Cenovus Energy Inc. posted a larger-than-expected US$668-million net loss in the first quarter of 2015, after crude oil and gas prices plunged.
One of Canada’s largest oilsands producers, Cenovus increased its oils and output by 20 % from a year earlier to 144,000 barrels a day.
Conventional oil production decreased by four %, while natural gas production was down three %.
But its realized prices for oil fell 47 % to US$37.66 per barrel and natural gas prices fell by 25 % to US$4.47 per thousand cubic feet.
Cash flow declined by 45 % in the last year to US$495 million for the quarter, the company said.
But Cenovus said it has decreased its production costs across the board and raised US$1.4 billion on markets to increase its financial resilience.
At the same time, it laid off workers and cut capital spending projections to US$1.8 to US$2 billion this year, down 40 % from 2014.
The Calgary-based company had an US$88-million operating loss in the first quarter, compared with a US$378-million operating profit a year earlier.
Cenovus said Wednesday it expects to increase production by 100,000 barrels a day by 2016, despite continued low prices.

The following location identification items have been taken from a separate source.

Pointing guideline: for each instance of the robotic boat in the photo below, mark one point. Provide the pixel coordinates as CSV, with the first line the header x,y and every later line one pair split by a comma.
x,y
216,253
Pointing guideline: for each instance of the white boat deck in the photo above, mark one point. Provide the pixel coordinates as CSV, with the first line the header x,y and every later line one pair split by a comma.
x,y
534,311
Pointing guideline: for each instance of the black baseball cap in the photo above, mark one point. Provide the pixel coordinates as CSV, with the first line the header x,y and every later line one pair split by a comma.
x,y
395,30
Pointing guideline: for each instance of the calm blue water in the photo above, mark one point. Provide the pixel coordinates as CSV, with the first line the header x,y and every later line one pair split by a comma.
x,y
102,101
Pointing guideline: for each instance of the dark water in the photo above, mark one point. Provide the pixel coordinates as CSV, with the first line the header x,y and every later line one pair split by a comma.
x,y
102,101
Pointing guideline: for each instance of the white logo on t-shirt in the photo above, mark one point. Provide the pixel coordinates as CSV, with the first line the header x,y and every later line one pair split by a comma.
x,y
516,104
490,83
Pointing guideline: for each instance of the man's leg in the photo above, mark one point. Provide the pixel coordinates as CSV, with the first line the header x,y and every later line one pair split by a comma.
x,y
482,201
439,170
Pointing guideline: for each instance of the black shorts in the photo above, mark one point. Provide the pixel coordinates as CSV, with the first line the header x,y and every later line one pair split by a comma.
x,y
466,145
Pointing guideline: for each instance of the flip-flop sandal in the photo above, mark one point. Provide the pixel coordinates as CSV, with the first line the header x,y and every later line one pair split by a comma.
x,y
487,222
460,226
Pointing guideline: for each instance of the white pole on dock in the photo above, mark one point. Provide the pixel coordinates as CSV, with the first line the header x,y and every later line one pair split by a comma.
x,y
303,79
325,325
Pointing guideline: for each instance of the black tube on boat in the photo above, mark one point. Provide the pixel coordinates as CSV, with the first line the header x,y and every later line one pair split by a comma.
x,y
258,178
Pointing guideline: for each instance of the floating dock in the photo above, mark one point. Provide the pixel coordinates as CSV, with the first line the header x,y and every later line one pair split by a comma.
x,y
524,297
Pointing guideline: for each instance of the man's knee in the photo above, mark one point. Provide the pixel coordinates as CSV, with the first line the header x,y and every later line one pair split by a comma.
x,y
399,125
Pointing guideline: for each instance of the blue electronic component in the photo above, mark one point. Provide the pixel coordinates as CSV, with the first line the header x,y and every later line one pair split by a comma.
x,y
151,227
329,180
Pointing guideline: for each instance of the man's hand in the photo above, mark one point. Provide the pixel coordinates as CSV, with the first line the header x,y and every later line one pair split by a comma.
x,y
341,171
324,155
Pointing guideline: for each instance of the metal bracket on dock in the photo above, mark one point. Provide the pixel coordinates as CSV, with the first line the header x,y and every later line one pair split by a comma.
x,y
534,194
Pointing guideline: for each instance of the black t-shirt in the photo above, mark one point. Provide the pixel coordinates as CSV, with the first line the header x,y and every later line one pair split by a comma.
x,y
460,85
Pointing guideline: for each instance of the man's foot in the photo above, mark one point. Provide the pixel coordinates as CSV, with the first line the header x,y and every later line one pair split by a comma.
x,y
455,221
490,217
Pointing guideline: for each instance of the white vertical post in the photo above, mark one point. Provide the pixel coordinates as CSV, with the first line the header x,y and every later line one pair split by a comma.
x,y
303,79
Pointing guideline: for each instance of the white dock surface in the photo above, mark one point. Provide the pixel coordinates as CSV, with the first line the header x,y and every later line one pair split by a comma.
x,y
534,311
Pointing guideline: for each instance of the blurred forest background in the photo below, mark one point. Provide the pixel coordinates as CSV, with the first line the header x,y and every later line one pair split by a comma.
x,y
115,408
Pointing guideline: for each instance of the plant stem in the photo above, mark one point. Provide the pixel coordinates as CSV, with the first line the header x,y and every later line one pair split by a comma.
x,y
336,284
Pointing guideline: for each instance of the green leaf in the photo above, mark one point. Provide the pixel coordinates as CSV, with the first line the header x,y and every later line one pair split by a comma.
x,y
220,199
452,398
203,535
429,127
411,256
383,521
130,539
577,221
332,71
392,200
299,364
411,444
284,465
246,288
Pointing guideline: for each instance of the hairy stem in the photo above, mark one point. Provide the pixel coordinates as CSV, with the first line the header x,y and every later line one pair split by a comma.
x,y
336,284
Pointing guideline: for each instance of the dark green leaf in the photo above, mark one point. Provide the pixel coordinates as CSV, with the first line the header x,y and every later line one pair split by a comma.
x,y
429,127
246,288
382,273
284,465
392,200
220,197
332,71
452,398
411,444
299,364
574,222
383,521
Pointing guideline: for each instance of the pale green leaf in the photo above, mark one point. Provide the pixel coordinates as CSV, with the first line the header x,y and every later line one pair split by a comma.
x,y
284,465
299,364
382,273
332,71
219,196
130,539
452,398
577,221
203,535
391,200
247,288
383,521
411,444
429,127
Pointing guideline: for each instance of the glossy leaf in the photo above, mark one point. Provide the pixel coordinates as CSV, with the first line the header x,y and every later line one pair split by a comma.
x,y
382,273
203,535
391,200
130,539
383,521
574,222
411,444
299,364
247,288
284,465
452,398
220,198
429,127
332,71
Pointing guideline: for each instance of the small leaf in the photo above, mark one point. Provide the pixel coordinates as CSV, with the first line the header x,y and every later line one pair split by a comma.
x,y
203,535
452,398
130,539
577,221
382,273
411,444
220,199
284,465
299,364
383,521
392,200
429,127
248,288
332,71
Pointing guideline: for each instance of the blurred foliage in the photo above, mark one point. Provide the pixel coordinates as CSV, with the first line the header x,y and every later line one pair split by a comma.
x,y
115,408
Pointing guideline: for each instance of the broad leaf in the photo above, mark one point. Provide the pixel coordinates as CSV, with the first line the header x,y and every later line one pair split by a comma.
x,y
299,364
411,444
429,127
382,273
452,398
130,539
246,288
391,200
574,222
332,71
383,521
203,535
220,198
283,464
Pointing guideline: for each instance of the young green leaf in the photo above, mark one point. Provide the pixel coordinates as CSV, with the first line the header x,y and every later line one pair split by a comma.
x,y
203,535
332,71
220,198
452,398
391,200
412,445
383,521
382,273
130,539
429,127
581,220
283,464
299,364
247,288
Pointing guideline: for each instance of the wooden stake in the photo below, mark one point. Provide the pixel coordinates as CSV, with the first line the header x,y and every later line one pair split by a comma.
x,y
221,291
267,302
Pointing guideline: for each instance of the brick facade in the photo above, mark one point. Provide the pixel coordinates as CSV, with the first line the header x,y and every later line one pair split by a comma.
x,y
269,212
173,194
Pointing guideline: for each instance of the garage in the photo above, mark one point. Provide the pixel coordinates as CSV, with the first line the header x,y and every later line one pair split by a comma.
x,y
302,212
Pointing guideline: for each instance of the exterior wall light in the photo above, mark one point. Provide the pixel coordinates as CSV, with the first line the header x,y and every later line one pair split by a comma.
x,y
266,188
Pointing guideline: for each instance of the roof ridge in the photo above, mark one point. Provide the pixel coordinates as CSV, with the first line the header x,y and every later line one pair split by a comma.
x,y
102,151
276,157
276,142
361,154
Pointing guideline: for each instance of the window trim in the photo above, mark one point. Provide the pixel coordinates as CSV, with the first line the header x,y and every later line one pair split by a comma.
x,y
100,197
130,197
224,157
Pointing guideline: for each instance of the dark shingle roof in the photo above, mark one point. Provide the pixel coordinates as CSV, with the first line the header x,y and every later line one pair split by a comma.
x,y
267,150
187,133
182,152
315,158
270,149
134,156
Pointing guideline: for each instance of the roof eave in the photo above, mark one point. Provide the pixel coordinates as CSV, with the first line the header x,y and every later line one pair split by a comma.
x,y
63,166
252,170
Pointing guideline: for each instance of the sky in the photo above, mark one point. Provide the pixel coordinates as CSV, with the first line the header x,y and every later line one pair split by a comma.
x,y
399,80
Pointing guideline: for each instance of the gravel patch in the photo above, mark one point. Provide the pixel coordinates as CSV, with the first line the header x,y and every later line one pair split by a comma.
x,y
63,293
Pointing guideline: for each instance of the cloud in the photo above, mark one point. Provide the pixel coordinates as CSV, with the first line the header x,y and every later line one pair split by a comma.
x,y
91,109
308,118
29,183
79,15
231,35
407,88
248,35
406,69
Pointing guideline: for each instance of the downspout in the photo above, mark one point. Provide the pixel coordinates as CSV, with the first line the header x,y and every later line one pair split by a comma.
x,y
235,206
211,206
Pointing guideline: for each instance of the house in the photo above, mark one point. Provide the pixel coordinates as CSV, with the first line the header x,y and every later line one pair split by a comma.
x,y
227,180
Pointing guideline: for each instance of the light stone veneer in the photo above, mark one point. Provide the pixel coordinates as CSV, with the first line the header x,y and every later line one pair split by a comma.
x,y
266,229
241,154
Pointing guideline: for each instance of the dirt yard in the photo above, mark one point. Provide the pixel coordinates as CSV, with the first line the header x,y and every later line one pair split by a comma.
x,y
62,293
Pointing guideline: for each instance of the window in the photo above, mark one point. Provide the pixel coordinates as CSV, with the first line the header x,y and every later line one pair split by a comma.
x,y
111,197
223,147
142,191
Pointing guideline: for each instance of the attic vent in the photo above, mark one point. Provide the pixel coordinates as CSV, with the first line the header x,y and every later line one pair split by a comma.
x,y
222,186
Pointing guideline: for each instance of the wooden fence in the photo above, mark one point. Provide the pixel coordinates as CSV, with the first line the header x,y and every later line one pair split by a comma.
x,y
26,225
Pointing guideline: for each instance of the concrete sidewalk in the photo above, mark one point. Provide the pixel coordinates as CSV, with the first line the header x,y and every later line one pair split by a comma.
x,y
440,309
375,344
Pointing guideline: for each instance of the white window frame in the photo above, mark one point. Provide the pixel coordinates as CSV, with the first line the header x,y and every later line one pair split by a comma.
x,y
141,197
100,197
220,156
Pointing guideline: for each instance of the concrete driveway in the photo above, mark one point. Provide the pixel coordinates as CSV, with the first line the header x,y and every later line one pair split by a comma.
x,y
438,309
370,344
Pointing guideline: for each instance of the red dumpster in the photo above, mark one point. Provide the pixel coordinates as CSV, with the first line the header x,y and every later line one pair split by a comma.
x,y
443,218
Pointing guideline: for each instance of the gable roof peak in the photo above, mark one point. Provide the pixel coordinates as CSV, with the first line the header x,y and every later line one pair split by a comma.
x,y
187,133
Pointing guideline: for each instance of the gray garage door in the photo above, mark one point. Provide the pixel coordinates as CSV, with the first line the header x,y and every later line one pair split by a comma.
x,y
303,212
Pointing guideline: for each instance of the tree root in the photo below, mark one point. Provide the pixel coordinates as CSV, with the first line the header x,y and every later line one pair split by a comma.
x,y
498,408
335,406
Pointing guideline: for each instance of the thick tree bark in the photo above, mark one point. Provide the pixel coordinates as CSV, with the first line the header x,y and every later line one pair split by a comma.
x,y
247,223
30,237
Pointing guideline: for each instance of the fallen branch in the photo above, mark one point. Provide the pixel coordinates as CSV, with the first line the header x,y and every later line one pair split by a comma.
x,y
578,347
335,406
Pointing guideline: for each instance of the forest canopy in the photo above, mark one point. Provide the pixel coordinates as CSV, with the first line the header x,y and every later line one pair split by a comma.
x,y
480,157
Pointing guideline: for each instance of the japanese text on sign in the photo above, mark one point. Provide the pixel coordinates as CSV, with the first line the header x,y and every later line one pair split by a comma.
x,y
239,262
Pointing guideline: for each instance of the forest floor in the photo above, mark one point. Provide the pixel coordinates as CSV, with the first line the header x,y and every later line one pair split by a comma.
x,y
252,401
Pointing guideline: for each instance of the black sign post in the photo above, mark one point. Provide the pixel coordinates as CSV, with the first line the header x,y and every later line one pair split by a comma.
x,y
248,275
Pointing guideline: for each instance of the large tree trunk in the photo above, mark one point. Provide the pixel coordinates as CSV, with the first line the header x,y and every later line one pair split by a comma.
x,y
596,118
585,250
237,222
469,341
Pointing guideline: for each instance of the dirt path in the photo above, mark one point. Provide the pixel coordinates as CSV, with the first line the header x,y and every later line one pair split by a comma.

“I think there’s continuing risk here in the second quarter, because the of the potential for storage congestion, that we might see even weaker prices,” Brian Ferguson said in an interview.
In North America, oil is being stored in tanks in the hopes that it will sell at a better price down the road. There have been concerns that as those tanks fill up, prices could deteriorate.
“One of the things we’re very closely monitoring is supply and we’ve seen clearly a big drop in the rig count,” said Ferguson. “That has not translated to a drop in supply yet in the U.S. I think we’ll have more information, a clearer view in the direction of oil prices perhaps in the third quarter.”